IndexCache Speeds Long-Context AI Models by 1.82x
IndexCache, a novel sparse attention optimizer by Tsinghua University and Z.ai, dramatically accelerates long-context AI models. It cuts up to 75% redundant computation, delivering up to 1.82x faster inference and significant cost savings.

Researchers from Tsinghua University and Z.ai have unveiled IndexCache, a novel sparse attention optimizer designed to dramatically accelerate long-context artificial intelligence models. This new technique slashes redundant computation by up to 75% in models utilizing the DeepSeek Sparse Attention (DSA) architecture, yielding impressive performance gains. Initial tests demonstrate up to 1.82x faster time-to-first-token and 1.48x quicker generation throughput, particularly for processing prompts up to 200,000 tokens long. This innovation promises to make demanding AI applications more responsive and cost-effective for enterprises.
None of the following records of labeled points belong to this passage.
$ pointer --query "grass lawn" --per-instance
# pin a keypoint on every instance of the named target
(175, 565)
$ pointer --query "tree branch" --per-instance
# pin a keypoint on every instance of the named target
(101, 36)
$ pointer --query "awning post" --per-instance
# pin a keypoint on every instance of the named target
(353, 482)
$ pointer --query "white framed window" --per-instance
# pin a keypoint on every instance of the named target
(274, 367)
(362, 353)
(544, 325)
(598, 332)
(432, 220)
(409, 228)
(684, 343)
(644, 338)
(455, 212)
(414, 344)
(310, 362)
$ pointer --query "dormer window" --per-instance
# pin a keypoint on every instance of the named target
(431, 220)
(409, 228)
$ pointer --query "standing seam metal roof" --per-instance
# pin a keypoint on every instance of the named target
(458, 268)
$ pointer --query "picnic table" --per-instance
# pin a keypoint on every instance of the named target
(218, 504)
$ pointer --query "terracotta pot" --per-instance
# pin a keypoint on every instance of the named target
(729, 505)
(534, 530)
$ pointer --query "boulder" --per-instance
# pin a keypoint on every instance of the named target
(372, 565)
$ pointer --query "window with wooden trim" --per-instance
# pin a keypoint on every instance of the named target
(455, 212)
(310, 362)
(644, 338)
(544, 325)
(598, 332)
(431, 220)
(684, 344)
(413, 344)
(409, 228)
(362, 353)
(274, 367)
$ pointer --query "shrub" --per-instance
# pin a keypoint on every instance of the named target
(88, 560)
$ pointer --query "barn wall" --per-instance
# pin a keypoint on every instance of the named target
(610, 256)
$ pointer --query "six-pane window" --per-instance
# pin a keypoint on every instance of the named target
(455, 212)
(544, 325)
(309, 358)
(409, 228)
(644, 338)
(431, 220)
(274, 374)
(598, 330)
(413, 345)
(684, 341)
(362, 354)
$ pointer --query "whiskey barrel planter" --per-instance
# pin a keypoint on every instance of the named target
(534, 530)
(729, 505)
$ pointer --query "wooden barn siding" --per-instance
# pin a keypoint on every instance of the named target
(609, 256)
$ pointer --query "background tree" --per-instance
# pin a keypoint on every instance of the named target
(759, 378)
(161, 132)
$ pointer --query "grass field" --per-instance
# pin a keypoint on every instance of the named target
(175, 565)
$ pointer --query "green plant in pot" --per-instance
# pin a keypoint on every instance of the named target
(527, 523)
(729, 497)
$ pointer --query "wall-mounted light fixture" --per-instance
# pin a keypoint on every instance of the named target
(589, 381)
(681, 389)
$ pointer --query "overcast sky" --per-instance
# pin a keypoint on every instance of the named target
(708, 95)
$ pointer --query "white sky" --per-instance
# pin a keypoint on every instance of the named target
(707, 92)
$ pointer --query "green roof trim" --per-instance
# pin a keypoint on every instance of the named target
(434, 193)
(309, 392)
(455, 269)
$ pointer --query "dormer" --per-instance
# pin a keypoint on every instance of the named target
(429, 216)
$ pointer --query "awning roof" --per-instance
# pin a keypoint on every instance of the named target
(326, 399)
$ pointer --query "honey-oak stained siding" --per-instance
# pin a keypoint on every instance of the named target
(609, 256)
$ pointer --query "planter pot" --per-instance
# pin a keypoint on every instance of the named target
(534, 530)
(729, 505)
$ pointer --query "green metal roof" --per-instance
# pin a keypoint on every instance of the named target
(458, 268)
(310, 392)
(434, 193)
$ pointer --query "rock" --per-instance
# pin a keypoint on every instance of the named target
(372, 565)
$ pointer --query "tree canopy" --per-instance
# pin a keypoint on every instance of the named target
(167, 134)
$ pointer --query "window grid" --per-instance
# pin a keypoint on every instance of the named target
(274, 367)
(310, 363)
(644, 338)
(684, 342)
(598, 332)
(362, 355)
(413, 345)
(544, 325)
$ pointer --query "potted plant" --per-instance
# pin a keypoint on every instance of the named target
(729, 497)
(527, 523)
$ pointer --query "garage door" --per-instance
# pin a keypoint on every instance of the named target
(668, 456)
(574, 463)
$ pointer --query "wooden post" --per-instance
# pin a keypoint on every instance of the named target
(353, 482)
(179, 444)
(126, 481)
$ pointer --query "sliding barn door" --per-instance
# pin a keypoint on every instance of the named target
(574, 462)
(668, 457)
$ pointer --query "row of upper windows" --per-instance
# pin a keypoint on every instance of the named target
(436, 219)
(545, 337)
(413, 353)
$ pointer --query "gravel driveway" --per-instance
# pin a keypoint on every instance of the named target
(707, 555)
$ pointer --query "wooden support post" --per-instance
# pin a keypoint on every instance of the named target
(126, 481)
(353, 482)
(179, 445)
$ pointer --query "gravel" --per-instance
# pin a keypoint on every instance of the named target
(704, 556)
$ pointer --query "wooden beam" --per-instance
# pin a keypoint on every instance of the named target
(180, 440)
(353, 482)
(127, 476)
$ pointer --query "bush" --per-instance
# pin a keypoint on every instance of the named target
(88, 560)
Addressing the DSA Bottleneck
Large Language Models (LLMs) fundamentally rely on the self-attention mechanism, which calculates relationships between every token in a sequence. However, this process scales quadratically with context length, leading to significant computational and memory costs for extensive tasks like document analysis or multi-step agentic workflows. Sparse attention, as implemented in architectures like DeepSeek Sparse Attention (DSA), addresses this by having queries attend to only the most relevant subset of tokens, transforming core attention from quadratic to linear complexity.
Despite DSA's efficiency gains, a critical bottleneck remained. The "lightning indexer module" within DSA, responsible for selecting these relevant tokens, still operates with quadratic complexity at each layer. As context lengths expand, the computational load from these indexers skyrockets, particularly during the initial prompt processing, known as the "prefill" stage. This "indexer tax" substantially hindered the overall model speed.
IndexCache's Innovative Solution
The research team pinpointed a key inefficiency: the selected important tokens often remain consistent across consecutive transformer layers in DSA models, with empirical data showing 70% to 100% overlap. IndexCache capitalizes on this cross-layer redundancy by partitioning the model's layers into "full" (F) and "shared" (S) categories.
In this innovative design, only a few F layers actively calculate and cache fresh token indices. The majority, the S layers, bypass this intensive computation entirely, instead reusing the cached indices from the nearest preceding F layer. This approach directly targets the compute bottleneck of the indexers, differing from traditional KV cache compression techniques which focus on memory footprint. According to Yushi Bai, co-author of the paper, IndexCache is complementary to existing methods and can be combined with them.
Flexible Deployment and Training
IndexCache offers two primary deployment strategies. For developers working with pre-existing DSA models, a training-free method uses a "greedy layer selection" algorithm. This algorithm, calibrated with a small dataset, intelligently identifies optimal F and S layer placements, enabling up to 75% of indexers to be safely removed without compromising performance.
For teams building or extensively fine-tuning foundation models, a training-aware approach integrates a "multi-layer distillation loss" during training. This method trains indexers to select a consensus set of tokens relevant for multiple subsequent layers, inherently optimizing the network for cross-layer sharing. IndexCache is currently applicable to models built on the DSA architecture, including the latest DeepSeek and GLM families.
Real-World Performance Gains
Extensive evaluations on the 30-billion-parameter GLM-4.7 Flash model demonstrated significant real-world speedups. At a context length of 200,000 tokens, IndexCache, with 75% of indexers eliminated, reduced prefill latency from 19.5 seconds to 10.7 seconds, a 1.82x acceleration. During the decoding phase, per-request throughput jumped by 1.48x, from 58 to 86 tokens per second. Under full server load, total decode throughput saw an increase of up to 51%.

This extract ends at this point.